I always wonder, what is that secret that lets you scale up? And most of the time the answer takes me back to the four type of decisions that the business owners should take.
Business decisions can be classified into effectiveness decisions and efficiency decisions. But what is effectiveness and efficiency? Is there any difference in their meaning; as we use these words in our everyday conversation to convey the same thing.
“Effectiveness is Doing Right things”; while “Efficiency is Doing things Right”. Now the definition is also interchange of words.
To make things simple, I put it this way – Effectiveness is when you do activities focusing on the end results; while Efficiency deals with specifications and standardizing the activities by following a sequential predefined process. We take all kind of short cuts when we are effective, while we are bound to follow the steps when we are efficient. Effectiveness does not consider the cost of obtaining the result, while in efficiency you get a cost effective and consistent output within the specified time.
The Effectiveness and Efficiency decision fall in two time zones – Short term and Long term. If we put it in matrix, it will be:
To illustrate, in the early years, business is customer focused and makes an all-out effort to meet the customer needs and to get more and more customer orders. As the order starts pouring in, internally the situation gets messy, and there is need to get the activities in proper order. To deliver consistent results, the business starts defining the specifications, process flow and turnaround time. The objective is to make optimum utilization of resources and get a cost-effective output in a realistic timeline.
Business owners are very good in taking short term effectiveness decisions, and once the business starts growing rapidly, they work in a disciplined way to manage the work volume and optimize costs.
The next stage is to focus on the long-term effectiveness, which is to understand the market dynamics, customer preferences, business landscape and plan for the future to decide – How the business will continue to operate? How it will continue to enjoy advantage over the competitors and remain relevant?

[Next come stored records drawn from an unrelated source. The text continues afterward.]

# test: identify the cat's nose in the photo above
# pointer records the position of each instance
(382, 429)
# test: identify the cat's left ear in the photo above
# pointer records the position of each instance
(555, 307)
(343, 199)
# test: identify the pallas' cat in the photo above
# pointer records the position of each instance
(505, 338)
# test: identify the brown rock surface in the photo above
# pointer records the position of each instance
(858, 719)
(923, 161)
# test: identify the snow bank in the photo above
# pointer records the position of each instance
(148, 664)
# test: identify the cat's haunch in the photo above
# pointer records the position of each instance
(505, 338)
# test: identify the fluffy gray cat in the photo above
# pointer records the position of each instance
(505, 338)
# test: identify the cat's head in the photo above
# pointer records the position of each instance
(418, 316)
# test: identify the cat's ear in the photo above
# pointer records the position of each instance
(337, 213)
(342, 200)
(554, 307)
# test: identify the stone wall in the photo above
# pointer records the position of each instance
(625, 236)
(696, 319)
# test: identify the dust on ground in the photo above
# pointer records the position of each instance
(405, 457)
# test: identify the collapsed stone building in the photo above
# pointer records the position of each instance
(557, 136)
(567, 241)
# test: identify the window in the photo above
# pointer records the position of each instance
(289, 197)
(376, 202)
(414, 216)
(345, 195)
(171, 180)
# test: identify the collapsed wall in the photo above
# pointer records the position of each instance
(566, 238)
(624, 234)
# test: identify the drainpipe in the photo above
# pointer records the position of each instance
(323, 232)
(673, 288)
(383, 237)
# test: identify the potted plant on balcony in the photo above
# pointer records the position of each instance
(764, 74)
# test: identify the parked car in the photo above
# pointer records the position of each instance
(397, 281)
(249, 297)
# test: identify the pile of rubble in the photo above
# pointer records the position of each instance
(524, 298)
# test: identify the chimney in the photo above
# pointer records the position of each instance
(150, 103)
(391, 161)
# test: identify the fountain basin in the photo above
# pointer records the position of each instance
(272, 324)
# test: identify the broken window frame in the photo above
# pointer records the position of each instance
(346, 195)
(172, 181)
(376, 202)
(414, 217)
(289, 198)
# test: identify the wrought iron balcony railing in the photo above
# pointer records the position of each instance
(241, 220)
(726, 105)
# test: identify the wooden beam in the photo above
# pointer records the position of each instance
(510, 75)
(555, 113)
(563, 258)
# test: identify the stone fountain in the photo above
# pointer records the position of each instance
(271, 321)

Many businesses make a very good effort at this long-term decision making; but to implement this plan is a very challenging task as it calls for change at multiple levels like the customer profile, business systems, people skills for key positions. The business needs to develop various matrix to measure performance. The process calls for a critical relook at the entire business and making structural changes in terms of people and processes. This is a time consuming and a slow process which needs chunk of business owners time. The objective is to align the stakeholders to the long-term business vision, so they can own up the vision and take initiatives to work in that direction.
These four types of decisions require different skills, and the business owner needs to onboard people with those skills, so the business can continue to scale and sustain.